Nearly 25 years since Tyson’s arrest, little’s changed in how such issues are covered. Example: one national media outlet’s report on Oakman’s arrest led with the imposing defensive end’s career statistics at Baylor, and highlighted that Oakman was an All-American, an all-time sack leader, and projected mid-round NFL draft choice; all this before this reporting he’d been arrested for sexual assault.

Meanwhile, Vols head coach Jones spoke of focus amid a Title IX lawsuit alleging a “hostile sexual environment” at the University of Tennessee. Serious allegations are reported in the same tone of distraction as a team downplaying a preseason ranking.

This is unfortunately appropriate to point out the same week Kobe Bryant left the NBA with a hero’s exit. Kobe’s sexual assault case is as much a part of his legacy as his five championships, Olympic gold medals, scoring titles and MVPs, yet coverage of the 2003 allegations was almost dismissive.

CFB Huddle podcast guest Lindsay Gibbs wrote an unflinching column on the subject, but ESPN treated the case like a minor hurdle he had to clear, as if it was comparable to carrying a team with Smush Parker and Kwame Brown.

Don’t blame those doing the reporting, who aren’t always equipped to address such weighty matters.
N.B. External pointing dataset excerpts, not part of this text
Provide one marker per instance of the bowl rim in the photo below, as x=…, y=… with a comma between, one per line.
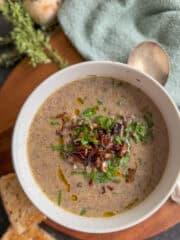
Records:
x=18, y=120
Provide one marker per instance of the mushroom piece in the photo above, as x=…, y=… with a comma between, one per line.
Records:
x=43, y=12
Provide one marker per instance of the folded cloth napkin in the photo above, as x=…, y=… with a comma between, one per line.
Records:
x=109, y=29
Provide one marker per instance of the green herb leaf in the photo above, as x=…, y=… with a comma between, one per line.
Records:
x=59, y=198
x=57, y=147
x=83, y=212
x=54, y=122
x=117, y=140
x=139, y=131
x=121, y=101
x=29, y=40
x=89, y=112
x=104, y=122
x=99, y=102
x=124, y=160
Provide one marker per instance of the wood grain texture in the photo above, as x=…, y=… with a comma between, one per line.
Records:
x=14, y=92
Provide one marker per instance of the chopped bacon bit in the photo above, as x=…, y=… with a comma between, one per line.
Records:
x=123, y=150
x=130, y=175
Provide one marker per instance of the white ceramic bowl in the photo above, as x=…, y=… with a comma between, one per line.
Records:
x=128, y=218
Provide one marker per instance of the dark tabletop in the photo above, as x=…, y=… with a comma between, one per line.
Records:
x=171, y=234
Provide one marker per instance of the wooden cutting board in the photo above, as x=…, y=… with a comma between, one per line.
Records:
x=20, y=83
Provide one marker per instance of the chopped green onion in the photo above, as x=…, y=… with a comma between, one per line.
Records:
x=59, y=198
x=83, y=212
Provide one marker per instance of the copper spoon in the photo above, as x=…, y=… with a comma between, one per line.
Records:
x=149, y=57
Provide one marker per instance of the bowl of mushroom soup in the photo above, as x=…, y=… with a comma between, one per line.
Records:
x=95, y=146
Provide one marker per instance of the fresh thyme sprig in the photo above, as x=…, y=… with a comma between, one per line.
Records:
x=28, y=40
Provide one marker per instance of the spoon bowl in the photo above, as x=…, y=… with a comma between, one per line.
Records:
x=150, y=58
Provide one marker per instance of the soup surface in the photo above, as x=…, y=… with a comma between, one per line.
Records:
x=98, y=146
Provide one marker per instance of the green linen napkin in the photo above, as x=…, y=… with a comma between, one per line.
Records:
x=109, y=29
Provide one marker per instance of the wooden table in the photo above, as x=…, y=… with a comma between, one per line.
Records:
x=16, y=89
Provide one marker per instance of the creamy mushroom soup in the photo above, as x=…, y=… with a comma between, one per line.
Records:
x=98, y=146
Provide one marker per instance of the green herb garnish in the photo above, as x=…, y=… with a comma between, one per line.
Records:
x=139, y=132
x=89, y=112
x=53, y=122
x=59, y=198
x=99, y=102
x=83, y=212
x=84, y=135
x=117, y=140
x=104, y=122
x=29, y=40
x=121, y=101
x=80, y=100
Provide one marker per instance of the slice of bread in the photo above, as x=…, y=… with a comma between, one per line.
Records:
x=22, y=214
x=34, y=233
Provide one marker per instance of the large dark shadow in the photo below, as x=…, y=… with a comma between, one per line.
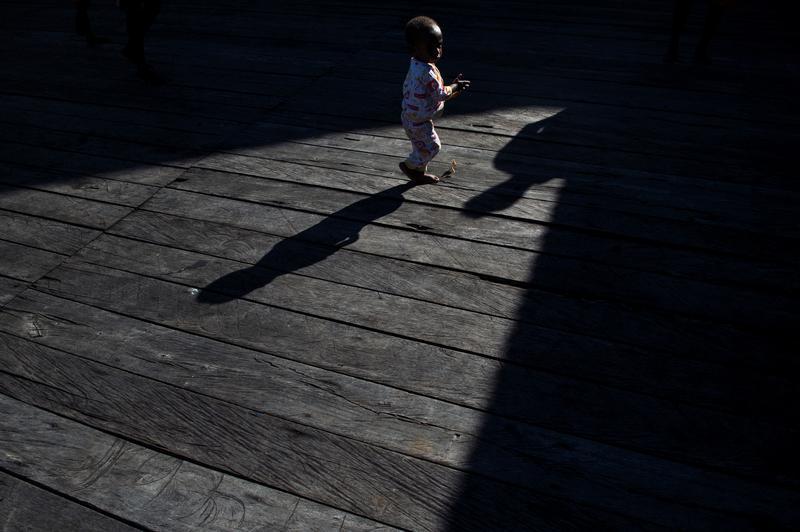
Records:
x=338, y=230
x=660, y=324
x=649, y=332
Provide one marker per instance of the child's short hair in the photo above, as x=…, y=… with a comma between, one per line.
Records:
x=417, y=29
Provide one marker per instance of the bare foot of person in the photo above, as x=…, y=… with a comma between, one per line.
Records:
x=418, y=176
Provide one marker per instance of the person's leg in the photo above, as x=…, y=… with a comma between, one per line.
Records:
x=139, y=16
x=424, y=147
x=680, y=15
x=83, y=25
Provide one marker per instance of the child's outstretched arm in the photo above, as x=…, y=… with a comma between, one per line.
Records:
x=458, y=86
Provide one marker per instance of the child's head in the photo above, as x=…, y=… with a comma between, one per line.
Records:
x=424, y=38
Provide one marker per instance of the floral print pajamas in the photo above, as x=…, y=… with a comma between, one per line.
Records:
x=424, y=94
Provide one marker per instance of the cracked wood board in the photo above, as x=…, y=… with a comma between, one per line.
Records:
x=142, y=485
x=683, y=432
x=688, y=338
x=329, y=469
x=612, y=478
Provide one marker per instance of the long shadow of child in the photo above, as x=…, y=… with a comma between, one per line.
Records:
x=306, y=248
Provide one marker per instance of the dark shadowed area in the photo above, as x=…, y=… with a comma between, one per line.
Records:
x=223, y=307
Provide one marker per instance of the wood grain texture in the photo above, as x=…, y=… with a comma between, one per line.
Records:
x=223, y=307
x=684, y=433
x=564, y=353
x=414, y=425
x=9, y=288
x=25, y=263
x=69, y=209
x=43, y=233
x=156, y=490
x=93, y=188
x=597, y=318
x=350, y=226
x=24, y=506
x=532, y=230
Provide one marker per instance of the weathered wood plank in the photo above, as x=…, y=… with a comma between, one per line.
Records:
x=45, y=234
x=25, y=263
x=68, y=209
x=308, y=462
x=496, y=158
x=93, y=188
x=24, y=506
x=87, y=164
x=393, y=419
x=280, y=190
x=522, y=172
x=676, y=337
x=145, y=486
x=682, y=432
x=9, y=288
x=564, y=353
x=509, y=116
x=576, y=276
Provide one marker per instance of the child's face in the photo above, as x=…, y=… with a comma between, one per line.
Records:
x=429, y=49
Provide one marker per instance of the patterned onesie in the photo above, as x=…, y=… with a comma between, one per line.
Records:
x=424, y=94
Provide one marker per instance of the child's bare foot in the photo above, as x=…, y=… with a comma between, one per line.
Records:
x=418, y=176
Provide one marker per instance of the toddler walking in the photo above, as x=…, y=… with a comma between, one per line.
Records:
x=424, y=94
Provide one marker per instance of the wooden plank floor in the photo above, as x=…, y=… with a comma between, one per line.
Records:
x=222, y=307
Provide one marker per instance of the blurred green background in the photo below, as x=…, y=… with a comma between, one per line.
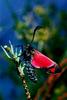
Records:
x=18, y=18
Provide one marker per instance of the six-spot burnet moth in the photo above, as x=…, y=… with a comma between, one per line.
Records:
x=34, y=59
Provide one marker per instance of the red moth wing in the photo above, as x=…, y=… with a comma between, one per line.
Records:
x=41, y=61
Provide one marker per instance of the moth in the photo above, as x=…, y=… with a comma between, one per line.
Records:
x=35, y=59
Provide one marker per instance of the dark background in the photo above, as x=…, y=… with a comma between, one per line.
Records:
x=18, y=18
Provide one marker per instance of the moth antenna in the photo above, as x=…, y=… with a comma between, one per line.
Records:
x=37, y=28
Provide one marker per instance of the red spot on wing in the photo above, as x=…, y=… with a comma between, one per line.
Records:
x=41, y=61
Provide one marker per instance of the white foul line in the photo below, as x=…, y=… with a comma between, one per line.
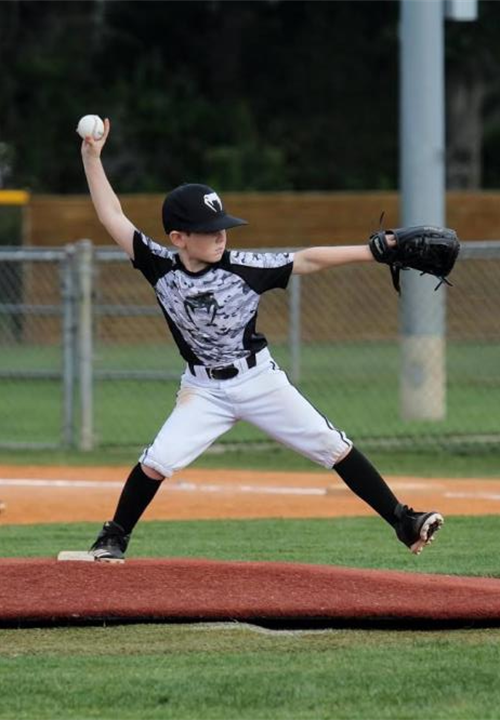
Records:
x=174, y=486
x=181, y=486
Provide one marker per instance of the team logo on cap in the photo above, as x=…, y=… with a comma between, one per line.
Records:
x=213, y=201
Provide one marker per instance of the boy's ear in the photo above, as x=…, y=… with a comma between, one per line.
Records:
x=176, y=238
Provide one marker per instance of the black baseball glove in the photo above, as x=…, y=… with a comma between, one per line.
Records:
x=431, y=250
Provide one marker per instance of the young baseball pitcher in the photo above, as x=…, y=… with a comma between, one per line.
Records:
x=209, y=296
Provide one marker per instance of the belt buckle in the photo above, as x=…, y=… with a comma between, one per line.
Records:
x=222, y=373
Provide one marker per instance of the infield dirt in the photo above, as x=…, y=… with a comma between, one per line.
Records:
x=34, y=494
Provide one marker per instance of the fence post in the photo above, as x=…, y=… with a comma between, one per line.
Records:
x=69, y=330
x=85, y=342
x=294, y=330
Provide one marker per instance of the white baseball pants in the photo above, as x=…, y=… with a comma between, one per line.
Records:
x=263, y=396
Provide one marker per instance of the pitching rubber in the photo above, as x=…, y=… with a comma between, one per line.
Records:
x=82, y=556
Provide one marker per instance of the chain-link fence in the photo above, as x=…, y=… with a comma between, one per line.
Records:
x=87, y=361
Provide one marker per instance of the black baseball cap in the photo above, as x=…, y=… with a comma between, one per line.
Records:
x=196, y=208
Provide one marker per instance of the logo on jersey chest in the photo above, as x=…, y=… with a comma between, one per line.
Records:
x=205, y=303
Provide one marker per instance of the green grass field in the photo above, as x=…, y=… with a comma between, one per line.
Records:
x=194, y=672
x=232, y=671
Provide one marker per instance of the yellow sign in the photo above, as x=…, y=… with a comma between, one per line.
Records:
x=14, y=197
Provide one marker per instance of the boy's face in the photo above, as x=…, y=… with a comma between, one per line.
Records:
x=201, y=247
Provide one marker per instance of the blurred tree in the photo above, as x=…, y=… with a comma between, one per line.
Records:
x=473, y=100
x=247, y=94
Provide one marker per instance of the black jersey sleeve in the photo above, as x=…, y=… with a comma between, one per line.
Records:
x=151, y=258
x=262, y=271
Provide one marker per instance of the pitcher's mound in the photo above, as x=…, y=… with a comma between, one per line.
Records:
x=280, y=595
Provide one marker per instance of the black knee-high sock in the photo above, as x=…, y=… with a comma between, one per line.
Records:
x=363, y=479
x=137, y=493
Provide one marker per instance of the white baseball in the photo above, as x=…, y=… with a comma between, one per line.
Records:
x=90, y=126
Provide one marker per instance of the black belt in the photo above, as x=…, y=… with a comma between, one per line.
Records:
x=226, y=372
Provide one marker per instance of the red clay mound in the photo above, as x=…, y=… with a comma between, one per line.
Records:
x=47, y=592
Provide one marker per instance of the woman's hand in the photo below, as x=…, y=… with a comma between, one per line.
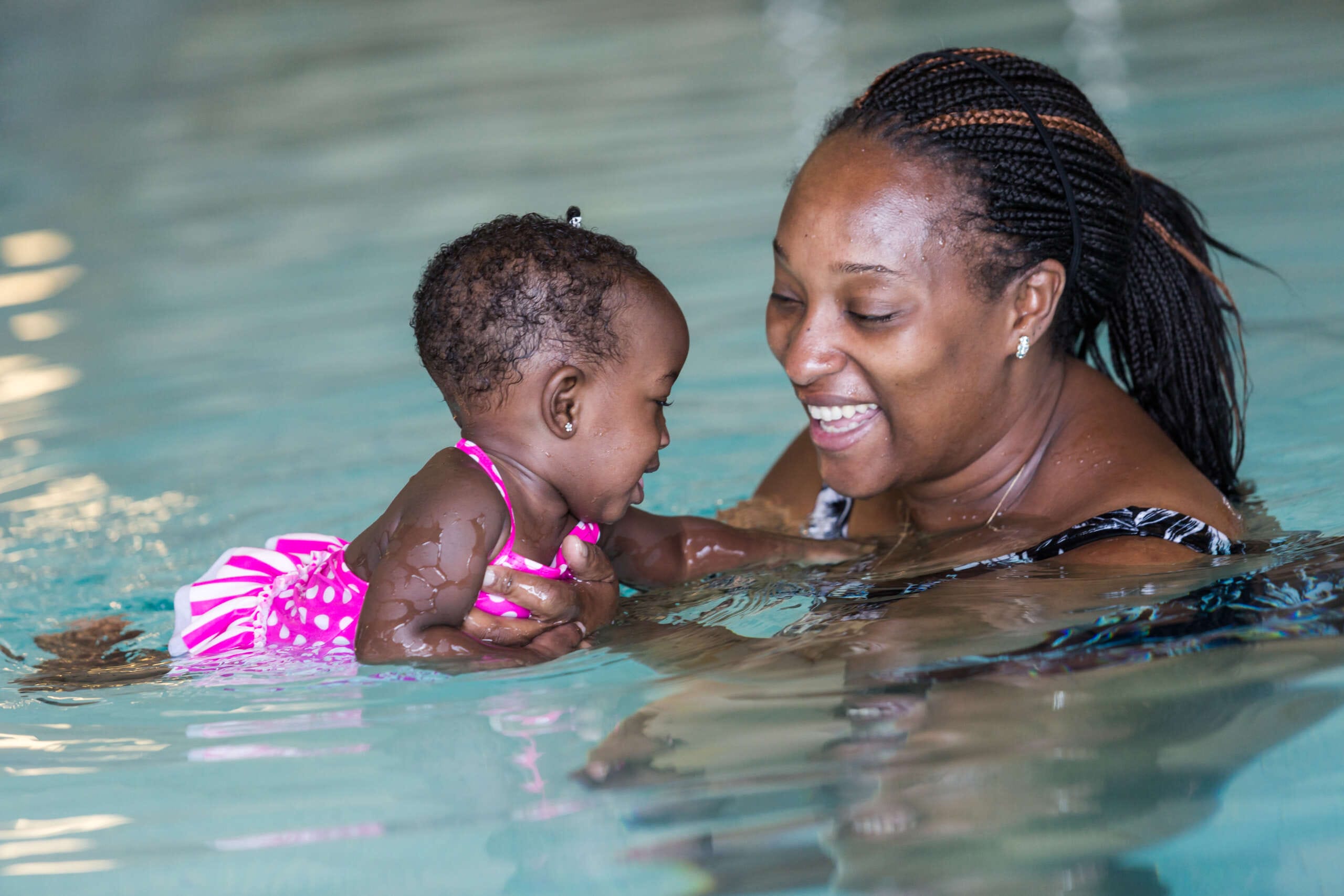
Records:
x=586, y=602
x=817, y=553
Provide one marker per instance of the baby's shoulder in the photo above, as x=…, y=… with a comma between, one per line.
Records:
x=452, y=486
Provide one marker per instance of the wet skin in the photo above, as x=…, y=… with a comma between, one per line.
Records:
x=877, y=301
x=426, y=556
x=973, y=452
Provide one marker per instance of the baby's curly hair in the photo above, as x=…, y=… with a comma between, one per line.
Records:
x=511, y=288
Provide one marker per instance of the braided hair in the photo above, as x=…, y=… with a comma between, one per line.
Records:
x=1052, y=182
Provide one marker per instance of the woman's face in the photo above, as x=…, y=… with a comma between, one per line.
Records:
x=879, y=321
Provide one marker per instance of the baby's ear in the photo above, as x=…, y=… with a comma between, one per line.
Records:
x=561, y=400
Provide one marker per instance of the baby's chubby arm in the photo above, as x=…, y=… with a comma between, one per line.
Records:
x=429, y=577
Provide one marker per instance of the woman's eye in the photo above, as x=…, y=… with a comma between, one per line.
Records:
x=874, y=319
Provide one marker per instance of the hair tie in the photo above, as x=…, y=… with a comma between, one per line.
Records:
x=1076, y=257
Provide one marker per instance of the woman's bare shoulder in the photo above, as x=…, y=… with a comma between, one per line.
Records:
x=793, y=483
x=1109, y=455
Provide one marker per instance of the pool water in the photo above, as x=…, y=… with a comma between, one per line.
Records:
x=213, y=217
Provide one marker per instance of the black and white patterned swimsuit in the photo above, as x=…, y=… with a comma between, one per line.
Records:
x=830, y=519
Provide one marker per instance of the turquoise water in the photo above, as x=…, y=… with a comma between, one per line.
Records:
x=210, y=347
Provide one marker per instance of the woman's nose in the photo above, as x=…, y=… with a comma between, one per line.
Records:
x=812, y=351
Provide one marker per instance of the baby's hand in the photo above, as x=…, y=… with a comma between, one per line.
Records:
x=586, y=601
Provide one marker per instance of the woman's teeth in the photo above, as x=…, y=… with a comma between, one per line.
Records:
x=838, y=412
x=826, y=414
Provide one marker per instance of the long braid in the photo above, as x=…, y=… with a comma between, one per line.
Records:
x=1171, y=325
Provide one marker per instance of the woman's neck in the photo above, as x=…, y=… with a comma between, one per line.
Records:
x=541, y=513
x=992, y=483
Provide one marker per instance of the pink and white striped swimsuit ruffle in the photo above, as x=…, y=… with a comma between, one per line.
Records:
x=299, y=594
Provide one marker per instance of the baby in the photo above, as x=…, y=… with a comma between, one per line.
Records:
x=555, y=351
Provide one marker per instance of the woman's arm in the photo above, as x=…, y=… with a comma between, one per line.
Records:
x=652, y=551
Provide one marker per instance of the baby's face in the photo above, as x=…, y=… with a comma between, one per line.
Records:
x=620, y=426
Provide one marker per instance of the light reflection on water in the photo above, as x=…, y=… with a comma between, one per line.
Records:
x=210, y=233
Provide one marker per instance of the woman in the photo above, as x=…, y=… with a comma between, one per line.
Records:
x=945, y=263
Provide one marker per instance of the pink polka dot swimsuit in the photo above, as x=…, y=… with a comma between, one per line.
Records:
x=299, y=594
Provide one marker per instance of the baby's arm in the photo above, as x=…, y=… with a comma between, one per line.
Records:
x=429, y=577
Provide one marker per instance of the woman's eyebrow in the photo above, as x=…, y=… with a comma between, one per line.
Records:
x=858, y=268
x=844, y=268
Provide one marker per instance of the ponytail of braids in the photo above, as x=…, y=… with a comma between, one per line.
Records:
x=1045, y=168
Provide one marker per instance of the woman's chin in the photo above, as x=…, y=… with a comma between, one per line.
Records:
x=854, y=477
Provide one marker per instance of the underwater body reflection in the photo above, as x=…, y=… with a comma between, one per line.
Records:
x=1025, y=770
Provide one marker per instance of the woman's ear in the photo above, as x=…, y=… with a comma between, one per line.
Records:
x=1034, y=297
x=561, y=400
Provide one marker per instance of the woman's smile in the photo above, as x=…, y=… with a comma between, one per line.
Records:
x=836, y=422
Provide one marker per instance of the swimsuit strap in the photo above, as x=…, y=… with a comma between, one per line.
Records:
x=474, y=450
x=830, y=518
x=1158, y=523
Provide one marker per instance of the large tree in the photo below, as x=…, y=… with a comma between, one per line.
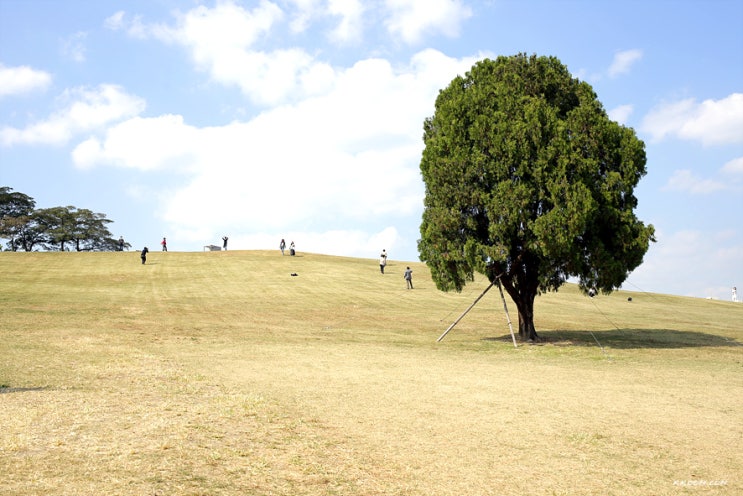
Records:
x=529, y=182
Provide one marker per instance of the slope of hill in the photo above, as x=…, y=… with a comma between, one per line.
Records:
x=223, y=373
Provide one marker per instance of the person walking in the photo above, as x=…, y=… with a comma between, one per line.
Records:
x=409, y=277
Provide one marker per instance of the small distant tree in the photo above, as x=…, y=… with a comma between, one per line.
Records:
x=16, y=210
x=528, y=181
x=81, y=229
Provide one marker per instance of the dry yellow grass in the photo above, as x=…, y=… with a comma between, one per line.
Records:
x=219, y=373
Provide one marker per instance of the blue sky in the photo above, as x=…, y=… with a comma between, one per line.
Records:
x=302, y=119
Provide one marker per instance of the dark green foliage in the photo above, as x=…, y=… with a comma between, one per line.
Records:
x=527, y=179
x=56, y=228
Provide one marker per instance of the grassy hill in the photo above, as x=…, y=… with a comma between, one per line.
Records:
x=221, y=373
Their expertise is in covering sport, hence the ham-fisted simplification of assault allegations as distractions, or packaging Oakman’s performance with his arrest, or breaking down how allegations against Jameis Winston impact Florida State’s national championship aspirations.

Essentially, sports journalists need better preparation for covering the off-field matters that inevitably cross over.

Those of who came from the field of social sciences have gone through ethics training, research statistics, qualitative and quantitative research, and intensive human rights training by the Institutional Review Board. If you’ve ever gone through the process, then you are aware of how extremely frustrating it can be to gain IRB approval, especially if special populations are involved and rape victims would certainly qualify as special population groups.
If you haven’t gone through the IRB, then just picture turning the same paper over and over again to the hardest grader you’ve ever met in your life and you can’t move on in your studies until they approve you.

The benefits of having gone through the IRB as well as having worked with several special population groups might not make me an expert, but I feel more comfortable around those types of interviews than a lot of my colleagues might in a similar circumstance.

There is no easy way to write about sexual assault, domestic violence, or the national conversations currently taking place about these topics. As difficult as it might be, however, we simply must find a better way to generate constructive conversation about reform in many areas.

Get in touch with victim experts or law enforcement. Talk to professional therapists or researchers trained to recognize the signs and symptoms. Open your mind and close your mouth.

Talking about heavy subject matter is never easy, but it also doesn’t have to be harder than it needs to be.